De notre envoyé spécial à Rio,

Sur le banc, c’est lui qui est debout. Virevoltant, véhément, vociférant, Didier Dinart fait passer ses consignes. Derrière, assis sur sa chaise, Claude Onesta regarde et analyse en silence. Des deux, on ne sait plus trop qui est vraiment le sélectionneur de l’équipe de France de handball et qui est son adjoint. Ce n’est pas tout à fait un hasard : après quinze ans à la tête des Bleus et un buffet à volonté de titres, Onesta va s’en aller. Peut-être après la finale des Jeux olympiques face au Danemark, dimanche (19h), mais plus certainement à la suite des Mondiaux de janvier 2017 organisés en France.

Et évidemment, c’est son ancien joueur qui le remplacera. « Ce n’est pas le prochain, il est déjà là, coupe l’ancien ailier des Bleus et consultant Canal+ Grégory Anquetil.

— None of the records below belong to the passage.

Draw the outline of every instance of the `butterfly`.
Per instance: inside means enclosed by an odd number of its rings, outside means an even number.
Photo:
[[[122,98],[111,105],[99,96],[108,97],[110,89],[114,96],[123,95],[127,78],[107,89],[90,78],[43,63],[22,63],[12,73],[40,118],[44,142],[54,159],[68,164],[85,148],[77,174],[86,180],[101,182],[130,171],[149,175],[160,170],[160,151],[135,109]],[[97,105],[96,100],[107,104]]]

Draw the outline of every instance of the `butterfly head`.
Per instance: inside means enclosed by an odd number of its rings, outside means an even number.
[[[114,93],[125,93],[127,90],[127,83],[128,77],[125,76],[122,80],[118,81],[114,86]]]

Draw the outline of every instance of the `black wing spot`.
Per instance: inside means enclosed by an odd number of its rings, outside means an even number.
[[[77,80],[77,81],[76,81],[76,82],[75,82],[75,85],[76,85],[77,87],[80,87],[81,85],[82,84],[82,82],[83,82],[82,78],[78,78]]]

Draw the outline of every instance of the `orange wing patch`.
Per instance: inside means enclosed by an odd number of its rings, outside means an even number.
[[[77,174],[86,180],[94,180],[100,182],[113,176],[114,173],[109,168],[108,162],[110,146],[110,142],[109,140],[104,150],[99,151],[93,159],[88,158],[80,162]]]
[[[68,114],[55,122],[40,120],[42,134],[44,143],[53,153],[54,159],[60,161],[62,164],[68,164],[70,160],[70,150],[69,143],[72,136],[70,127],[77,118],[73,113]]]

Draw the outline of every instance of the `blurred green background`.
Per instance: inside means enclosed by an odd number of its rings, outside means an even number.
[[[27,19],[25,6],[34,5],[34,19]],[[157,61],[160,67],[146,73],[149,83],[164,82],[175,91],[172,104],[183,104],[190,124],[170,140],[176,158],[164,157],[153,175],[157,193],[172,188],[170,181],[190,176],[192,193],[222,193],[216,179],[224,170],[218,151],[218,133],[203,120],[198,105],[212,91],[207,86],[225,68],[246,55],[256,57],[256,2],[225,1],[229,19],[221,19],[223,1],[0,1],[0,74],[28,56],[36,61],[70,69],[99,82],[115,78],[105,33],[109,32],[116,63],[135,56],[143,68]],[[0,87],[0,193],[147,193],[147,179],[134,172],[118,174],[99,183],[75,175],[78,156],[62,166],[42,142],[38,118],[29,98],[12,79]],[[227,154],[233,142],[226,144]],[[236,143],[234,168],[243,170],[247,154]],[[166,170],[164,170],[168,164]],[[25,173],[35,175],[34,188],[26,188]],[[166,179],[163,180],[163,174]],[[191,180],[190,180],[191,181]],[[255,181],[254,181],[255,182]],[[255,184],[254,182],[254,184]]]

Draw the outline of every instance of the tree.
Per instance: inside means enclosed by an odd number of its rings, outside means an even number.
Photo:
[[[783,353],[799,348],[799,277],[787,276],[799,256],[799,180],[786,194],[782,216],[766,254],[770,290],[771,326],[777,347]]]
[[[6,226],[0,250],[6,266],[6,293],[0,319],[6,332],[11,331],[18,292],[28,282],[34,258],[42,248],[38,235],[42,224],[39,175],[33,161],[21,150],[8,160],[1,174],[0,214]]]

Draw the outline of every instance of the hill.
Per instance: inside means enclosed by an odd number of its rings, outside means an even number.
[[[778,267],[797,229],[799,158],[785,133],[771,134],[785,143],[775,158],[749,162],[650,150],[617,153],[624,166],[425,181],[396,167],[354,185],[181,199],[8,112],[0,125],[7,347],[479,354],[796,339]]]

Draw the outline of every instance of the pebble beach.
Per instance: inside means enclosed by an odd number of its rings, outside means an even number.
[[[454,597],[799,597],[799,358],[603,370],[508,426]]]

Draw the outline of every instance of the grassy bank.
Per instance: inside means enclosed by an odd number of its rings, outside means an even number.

Claude a dit que Dinart avait déjà les clés et qu’il était là pour faire la transition. Il a dit: l’entraîneur de l’équipe de France, c’est Didier Dinart. Moi, je suis là pour donner deux ou trois conseils mais 90 % de ce qu’il se passe, c’est pour Didier. Ça fait bien longtemps qu’il a donné le pouvoir ».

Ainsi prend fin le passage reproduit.